IndusInd Bank (Top Performer, TP: ₹1,800): Bernstein sees IndusInd as a quasi-NBFC, given its NBFC-like loan portfolio composition and weak deposit franchise. The bank is well positioned for a potential rate easing cycle and has high exposure to attractive segments (commercial vehicles, microfinance).
“When seen as a niche lender (almost NBFC) that has significant exposure to the vehicle segment (25% of its loan book) and microfinance (>10% of loans and 20% of its profits), it looks attractive against many NBFCs, despite a short-term slowdown, would see a huge benefit from the recovery of the investment cycle, while the microfinance segment would gain from the benefits of economic growth spreading across the income pyramid and the policy focus tilting further. towards the ‘Bharat’ segment (i.e. beyond the urban rich)”, explains Bernstein.
The broker also highlighted that, compared to its banking peers, it is the one that will benefit most from a possible rate cut, given its higher percentage of fixed rate loans on the asset side, as well as a higher percentage of loans/deposits wholesale in its liabilities. side.
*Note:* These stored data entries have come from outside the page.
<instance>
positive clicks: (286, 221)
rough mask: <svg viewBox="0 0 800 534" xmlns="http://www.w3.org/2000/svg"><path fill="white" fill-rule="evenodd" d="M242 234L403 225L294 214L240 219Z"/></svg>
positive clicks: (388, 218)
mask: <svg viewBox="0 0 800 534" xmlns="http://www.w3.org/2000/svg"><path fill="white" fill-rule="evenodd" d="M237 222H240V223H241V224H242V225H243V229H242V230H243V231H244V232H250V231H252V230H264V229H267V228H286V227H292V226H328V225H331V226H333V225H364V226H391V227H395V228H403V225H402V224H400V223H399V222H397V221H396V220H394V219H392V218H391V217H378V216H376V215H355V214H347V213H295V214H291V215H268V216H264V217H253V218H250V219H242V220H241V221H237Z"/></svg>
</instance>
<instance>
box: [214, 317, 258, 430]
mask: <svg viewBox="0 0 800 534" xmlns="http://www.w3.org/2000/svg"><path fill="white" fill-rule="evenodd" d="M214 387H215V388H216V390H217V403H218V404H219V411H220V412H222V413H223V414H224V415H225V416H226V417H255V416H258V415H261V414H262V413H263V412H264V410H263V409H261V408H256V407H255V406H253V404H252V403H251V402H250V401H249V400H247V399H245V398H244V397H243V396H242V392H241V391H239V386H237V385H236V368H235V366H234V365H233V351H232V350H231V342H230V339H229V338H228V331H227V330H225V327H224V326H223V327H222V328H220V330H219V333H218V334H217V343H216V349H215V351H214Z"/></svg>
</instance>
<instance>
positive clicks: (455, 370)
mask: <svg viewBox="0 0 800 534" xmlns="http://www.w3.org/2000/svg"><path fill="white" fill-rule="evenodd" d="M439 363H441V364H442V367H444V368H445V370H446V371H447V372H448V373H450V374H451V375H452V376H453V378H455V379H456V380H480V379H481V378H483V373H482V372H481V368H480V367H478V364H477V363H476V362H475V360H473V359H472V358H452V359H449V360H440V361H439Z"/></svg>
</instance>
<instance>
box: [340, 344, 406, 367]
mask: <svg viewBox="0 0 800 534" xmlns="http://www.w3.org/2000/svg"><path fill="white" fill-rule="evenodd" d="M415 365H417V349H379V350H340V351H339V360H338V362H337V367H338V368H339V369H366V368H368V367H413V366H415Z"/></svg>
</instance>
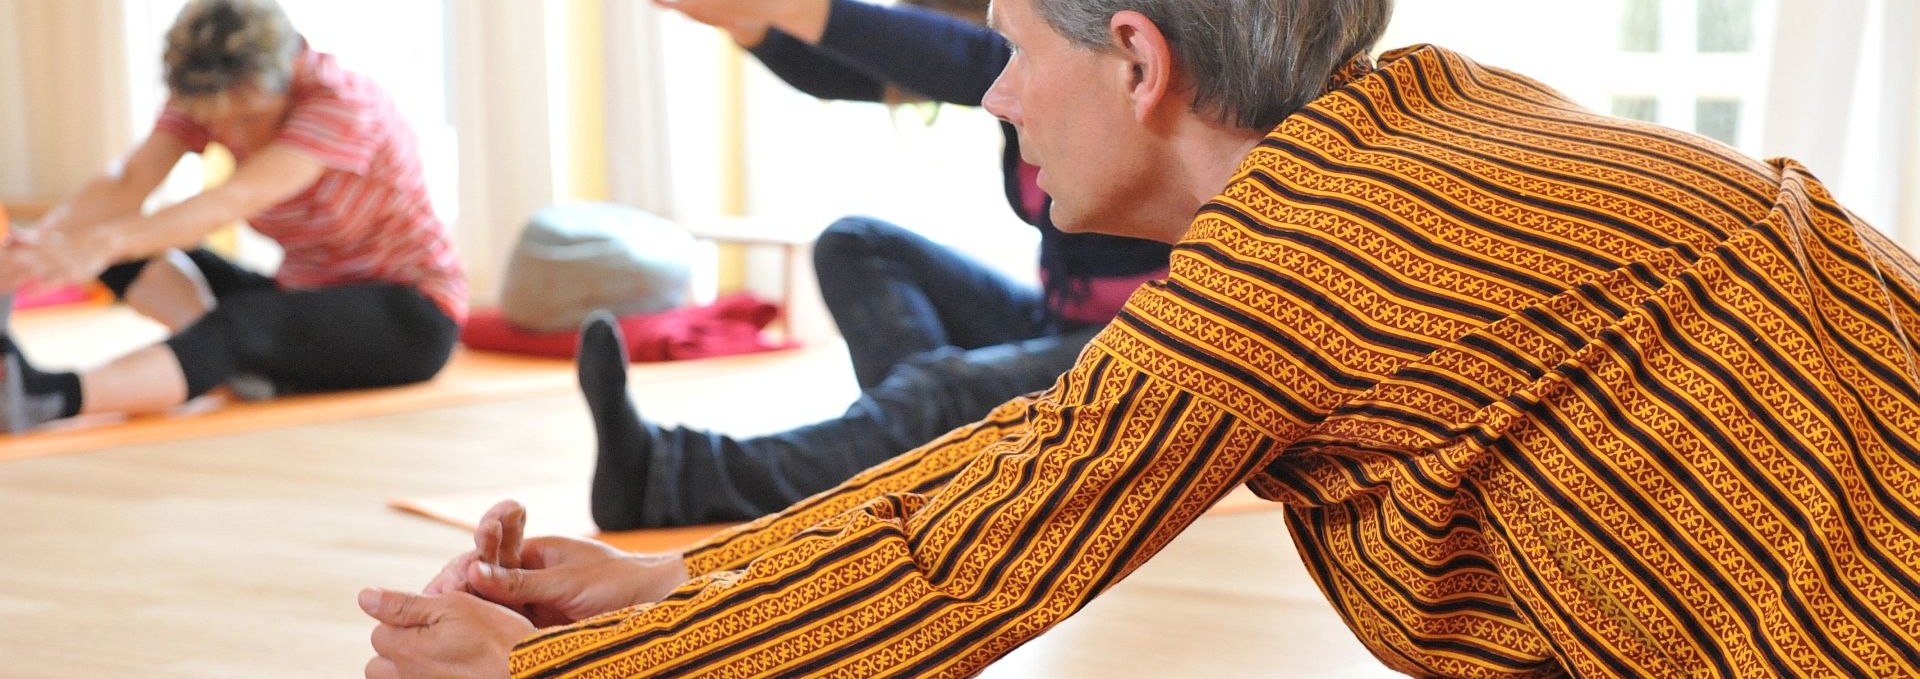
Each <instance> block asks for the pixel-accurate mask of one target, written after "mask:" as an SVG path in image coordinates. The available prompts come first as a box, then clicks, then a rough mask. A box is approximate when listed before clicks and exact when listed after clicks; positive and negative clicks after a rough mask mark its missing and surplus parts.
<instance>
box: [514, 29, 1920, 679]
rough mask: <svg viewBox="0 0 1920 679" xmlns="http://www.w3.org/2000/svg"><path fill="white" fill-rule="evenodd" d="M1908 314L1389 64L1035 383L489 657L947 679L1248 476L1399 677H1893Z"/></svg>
mask: <svg viewBox="0 0 1920 679" xmlns="http://www.w3.org/2000/svg"><path fill="white" fill-rule="evenodd" d="M1908 328H1920V265H1916V263H1914V261H1912V257H1908V255H1907V253H1903V251H1899V249H1897V247H1893V246H1891V244H1887V242H1885V240H1884V238H1880V236H1878V234H1876V232H1874V230H1872V228H1870V226H1866V224H1862V222H1859V221H1857V219H1853V215H1849V213H1847V211H1845V209H1841V207H1839V205H1836V203H1834V199H1832V196H1830V194H1828V192H1826V190H1824V188H1822V186H1820V182H1818V180H1814V178H1812V176H1811V175H1809V173H1807V171H1805V169H1803V167H1799V165H1795V163H1791V161H1772V163H1755V161H1749V159H1745V157H1741V155H1738V153H1734V152H1732V150H1728V148H1724V146H1718V144H1715V142H1709V140H1703V138H1697V136H1690V134H1680V132H1672V130H1665V129H1657V127H1649V125H1640V123H1628V121H1617V119H1607V117H1601V115H1594V113H1588V111H1584V109H1580V107H1576V105H1574V104H1571V102H1567V100H1565V98H1561V96H1559V94H1553V92H1551V90H1548V88H1544V86H1540V84H1538V82H1532V81H1528V79H1523V77H1517V75H1513V73H1505V71H1498V69H1490V67H1480V65H1476V63H1473V61H1467V59H1465V58H1461V56H1457V54H1452V52H1446V50H1440V48H1432V46H1421V48H1409V50H1402V52H1394V54H1388V56H1386V58H1384V59H1382V67H1380V69H1377V71H1373V73H1369V75H1365V77H1359V79H1356V81H1352V82H1348V84H1344V86H1340V88H1336V90H1332V92H1331V94H1327V96H1323V98H1319V100H1317V102H1313V104H1311V105H1309V107H1306V109H1304V111H1300V113H1298V115H1292V117H1288V119H1286V121H1284V123H1281V127H1277V129H1275V130H1273V132H1271V134H1269V136H1267V138H1265V140H1263V142H1261V144H1260V148H1258V150H1256V152H1254V153H1250V155H1248V157H1246V159H1244V161H1242V165H1240V169H1238V175H1236V176H1235V178H1233V182H1231V184H1229V186H1227V188H1225V190H1223V192H1221V194H1219V196H1217V198H1215V199H1213V201H1210V203H1208V205H1206V207H1204V209H1202V211H1200V213H1198V217H1196V219H1194V224H1192V230H1190V232H1188V236H1187V240H1185V242H1181V244H1179V247H1177V249H1175V257H1173V270H1171V276H1169V280H1167V282H1164V284H1148V286H1146V288H1144V290H1140V292H1139V293H1135V295H1133V299H1131V301H1129V303H1127V307H1125V311H1123V313H1121V315H1119V318H1116V320H1114V324H1112V326H1108V328H1106V330H1104V332H1102V334H1100V336H1098V338H1096V340H1094V343H1092V345H1091V347H1089V349H1087V353H1085V355H1083V357H1081V361H1079V364H1077V366H1075V368H1073V370H1071V372H1068V374H1066V376H1062V378H1060V382H1058V384H1056V386H1054V387H1052V389H1048V391H1044V393H1041V395H1035V397H1031V399H1020V401H1014V403H1008V405H1004V407H1000V409H998V410H995V412H993V414H991V416H989V418H987V420H983V422H979V424H973V426H968V428H962V430H956V432H952V433H948V435H947V437H943V439H939V441H933V443H929V445H927V447H922V449H918V451H912V453H908V455H904V457H900V458H897V460H893V462H889V464H885V466H881V468H876V470H870V472H866V474H862V476H858V478H854V480H852V481H849V483H847V485H843V487H839V489H835V491H829V493H824V495H818V497H814V499H810V501H806V503H801V504H797V506H795V508H791V510H787V512H783V514H776V516H770V518H764V520H760V522H755V524H751V526H745V527H741V529H735V531H730V533H724V535H718V537H714V539H712V541H708V543H705V545H701V547H699V549H695V550H693V552H689V554H687V564H689V568H691V570H693V572H697V574H703V575H699V577H695V581H691V583H687V585H685V587H680V589H678V591H676V593H674V595H672V597H668V598H666V600H662V602H659V604H653V606H641V608H632V610H624V612H616V614H609V616H603V618H595V620H588V621H582V623H578V625H572V627H559V629H549V631H543V633H540V635H536V637H530V639H526V641H524V643H522V644H520V648H518V650H516V654H515V658H513V669H515V673H516V675H520V677H628V675H653V673H660V675H680V673H701V675H722V677H745V675H847V677H872V675H968V673H973V671H977V669H981V667H983V666H985V664H989V662H993V660H995V658H998V656H1002V654H1006V652H1008V650H1012V648H1014V646H1018V644H1020V643H1023V641H1027V639H1033V635H1039V633H1041V631H1044V629H1046V627H1048V625H1052V623H1056V621H1060V620H1062V618H1066V616H1069V614H1073V612H1075V610H1079V608H1081V606H1083V604H1087V600H1091V598H1092V597H1094V595H1098V593H1100V591H1102V589H1106V587H1108V585H1112V583H1114V581H1117V579H1119V577H1125V575H1127V574H1129V572H1133V570H1135V568H1137V566H1139V564H1140V562H1144V560H1146V558H1148V556H1152V554H1154V552H1156V550H1158V549H1162V547H1164V545H1165V543H1167V541H1169V539H1173V535H1177V533H1179V531H1181V529H1183V527H1185V526H1188V524H1190V522H1192V520H1194V518H1196V516H1200V512H1202V510H1206V508H1208V504H1212V503H1213V501H1217V499H1219V497H1221V495H1223V493H1227V491H1229V489H1231V487H1233V485H1236V483H1250V485H1252V487H1254V489H1256V491H1258V493H1261V495H1263V497H1267V499H1273V501H1283V503H1286V504H1288V510H1286V512H1288V522H1290V527H1292V535H1294V541H1296V543H1298V547H1300V552H1302V556H1304V558H1306V562H1308V566H1309V570H1311V574H1313V575H1315V579H1317V581H1319V585H1321V587H1323V591H1325V593H1327V598H1329V600H1331V602H1332V604H1334V608H1338V612H1340V614H1342V616H1344V620H1346V621H1348V625H1350V627H1352V629H1354V633H1356V635H1357V637H1359V639H1361V641H1363V643H1365V644H1367V646H1369V648H1371V650H1373V652H1375V654H1377V656H1379V658H1380V660H1382V662H1384V664H1388V666H1390V667H1394V669H1400V671H1405V673H1411V675H1436V677H1540V675H1565V673H1574V675H1586V677H1678V675H1690V677H1692V675H1716V677H1736V675H1745V677H1807V675H1837V677H1887V675H1908V673H1912V667H1916V666H1920V643H1916V639H1920V614H1916V612H1920V583H1916V577H1920V575H1916V570H1920V535H1916V531H1920V529H1916V527H1920V522H1916V510H1920V458H1916V455H1914V451H1916V437H1920V407H1916V401H1920V366H1916V361H1914V349H1912V345H1910V340H1908V338H1910V336H1912V330H1908ZM1279 662H1283V664H1284V660H1279Z"/></svg>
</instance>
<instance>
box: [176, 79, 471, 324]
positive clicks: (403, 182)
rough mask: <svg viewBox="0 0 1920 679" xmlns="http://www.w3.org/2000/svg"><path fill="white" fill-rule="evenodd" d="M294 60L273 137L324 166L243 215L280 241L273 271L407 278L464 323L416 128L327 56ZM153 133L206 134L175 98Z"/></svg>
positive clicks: (191, 145)
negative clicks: (277, 121)
mask: <svg viewBox="0 0 1920 679" xmlns="http://www.w3.org/2000/svg"><path fill="white" fill-rule="evenodd" d="M298 61H300V65H298V67H296V75H294V82H292V86H290V88H288V115H286V123H284V125H282V127H280V132H278V134H276V136H275V138H273V144H286V146H292V148H294V150H298V152H303V153H307V155H309V157H313V159H315V161H319V163H321V165H324V167H326V171H324V173H323V175H321V178H319V180H315V182H313V186H307V190H303V192H300V194H298V196H294V198H290V199H286V201H282V203H278V205H273V207H269V209H267V211H263V213H259V215H253V217H250V219H248V224H250V226H253V230H257V232H261V234H263V236H267V238H273V240H275V242H278V244H280V247H284V249H286V259H284V261H282V263H280V272H278V274H276V276H275V280H276V282H278V284H280V288H288V290H300V288H328V286H346V284H363V282H388V284H399V286H413V288H417V290H420V293H422V295H426V297H428V299H432V301H434V303H436V305H440V309H442V311H445V313H447V316H451V318H453V320H457V322H465V320H467V276H465V274H463V272H461V263H459V257H457V255H455V253H453V242H451V238H449V232H447V226H445V222H442V221H440V217H436V215H434V209H432V203H430V201H428V198H426V178H424V175H422V173H420V153H419V140H417V138H415V134H413V129H411V127H407V121H405V119H403V117H401V115H399V109H397V107H394V100H392V98H388V96H386V92H384V90H380V86H376V84H374V82H372V81H371V79H367V77H363V75H357V73H351V71H346V69H342V67H340V65H338V63H336V61H334V58H332V56H328V54H321V52H315V50H305V48H303V50H301V52H300V56H298ZM156 132H167V134H173V136H179V138H180V140H182V142H186V146H188V148H192V150H194V152H196V153H198V152H204V150H205V146H207V142H209V140H211V134H209V132H207V129H205V127H204V125H200V123H194V119H192V117H188V115H186V109H182V107H180V105H179V102H167V107H165V111H161V115H159V123H157V125H156ZM236 161H242V163H244V161H246V157H236Z"/></svg>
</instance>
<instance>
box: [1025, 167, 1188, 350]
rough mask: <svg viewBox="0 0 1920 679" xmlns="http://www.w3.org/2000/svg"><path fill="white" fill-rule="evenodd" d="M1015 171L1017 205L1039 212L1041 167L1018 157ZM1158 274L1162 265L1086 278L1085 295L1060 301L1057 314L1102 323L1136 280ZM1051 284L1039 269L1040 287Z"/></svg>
mask: <svg viewBox="0 0 1920 679" xmlns="http://www.w3.org/2000/svg"><path fill="white" fill-rule="evenodd" d="M1018 171H1020V207H1023V209H1025V211H1027V215H1039V213H1041V211H1043V209H1046V192H1043V190H1041V182H1039V178H1041V169H1039V167H1033V165H1029V163H1027V161H1020V169H1018ZM1160 278H1167V270H1165V269H1160V270H1154V272H1144V274H1137V276H1094V278H1087V295H1085V297H1079V299H1069V301H1064V303H1062V305H1060V309H1056V311H1058V315H1060V318H1062V320H1068V322H1081V324H1106V322H1108V320H1114V315H1117V313H1119V307H1121V305H1125V303H1127V297H1131V295H1133V290H1135V288H1140V284H1144V282H1148V280H1160ZM1052 284H1054V282H1052V280H1046V272H1044V270H1043V272H1041V286H1043V288H1044V286H1052Z"/></svg>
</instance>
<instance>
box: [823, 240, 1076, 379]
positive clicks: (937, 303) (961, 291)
mask: <svg viewBox="0 0 1920 679" xmlns="http://www.w3.org/2000/svg"><path fill="white" fill-rule="evenodd" d="M814 270H816V274H818V276H820V295H822V297H824V299H826V305H828V311H829V313H831V315H833V324H837V326H839V330H841V336H845V338H847V353H849V355H851V359H852V368H854V378H856V380H858V382H860V387H862V389H872V387H876V386H879V384H881V380H885V378H887V374H889V372H891V370H893V366H895V364H899V363H900V361H906V357H910V355H916V353H922V351H933V349H939V347H947V345H956V347H962V349H975V347H987V345H995V343H1002V341H1012V340H1027V338H1037V336H1041V334H1046V332H1048V320H1046V315H1044V297H1043V295H1041V292H1039V290H1035V288H1031V286H1021V284H1018V282H1012V280H1008V278H1006V276H1000V274H998V272H995V270H991V269H987V267H981V265H979V263H973V261H972V259H968V257H962V255H960V253H954V251H952V249H947V247H945V246H939V244H935V242H931V240H925V238H922V236H918V234H914V232H910V230H904V228H900V226H893V224H887V222H881V221H874V219H864V217H847V219H841V221H837V222H833V226H828V230H826V232H822V234H820V240H818V242H816V244H814Z"/></svg>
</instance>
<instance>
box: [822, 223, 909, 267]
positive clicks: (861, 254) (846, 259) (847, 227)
mask: <svg viewBox="0 0 1920 679" xmlns="http://www.w3.org/2000/svg"><path fill="white" fill-rule="evenodd" d="M899 232H900V226H893V224H887V222H883V221H877V219H870V217H841V219H839V221H835V222H833V224H828V228H826V230H822V232H820V238H816V240H814V269H816V270H833V267H837V265H843V263H847V261H852V259H860V257H870V255H874V253H883V251H885V242H887V240H891V238H895V234H899Z"/></svg>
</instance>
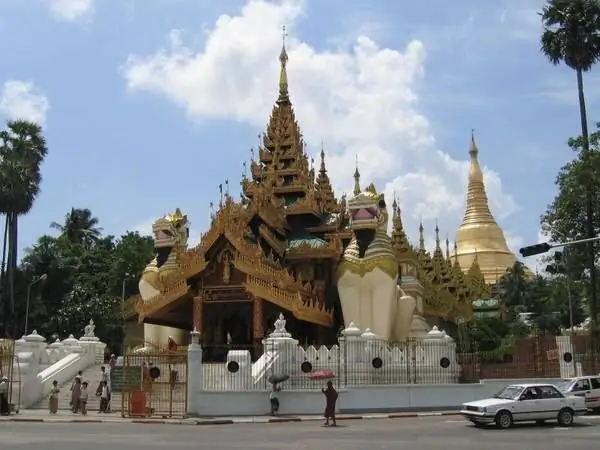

It expects lower risk from its corporate segment, given its gradual shift towards higher-rated companies and the current benign phase in corporate asset quality. Between FY24 and 26E, Bernstein estimates IIB’s ROE at 15 to 16 percent and loan growth at 18 percent and values it at PBx (1.9x FY25E BVPS).
Muthoot Finance (Top performance, TP: ₹2,000): Bernstein sees a long and bright road ahead for gold lending, a unique segment in India that arises from Indian families’ insatiable love for gold and its use as collateral for loans, and Muthoot is the best option in this segment.
“Muthoot is a pure play gold loan lender with gold loans forming over 80% of its loan book and has the best operating metrics compared to its peers in the segment. It has delivered very healthy returns over the last decade , as it maintains its focus on a product that has very attractive returns and a healthy growth trajectory (even if cyclical)”, he stated.
In the coming years, Bernstein expects the gold lending segment to benefit from healthy gold prices and a slowdown in alternative lending sources such as unsecured digital loans. In the gold loan segment, growth of public sector banks is seen to moderate, given the review of their operational practices, while one of the largest NBFC (IIFL) is expected to register moderate growth, given the recent regulatory action. Healthy growth would mean that the current cyclically elevated valuation multiple will sustain longer than expected by consensus and therefore our Target Price versus consensus higher, he added.
Bernstein also expects an earnings CAGR of 19% (FY24-26E) and values it at PE (15x FY25E EPS).
Disclaimer: The opinions and recommendations made above are those of individual analysts or brokers and not Mint. We advise investors to consult certified experts before making any investment decision.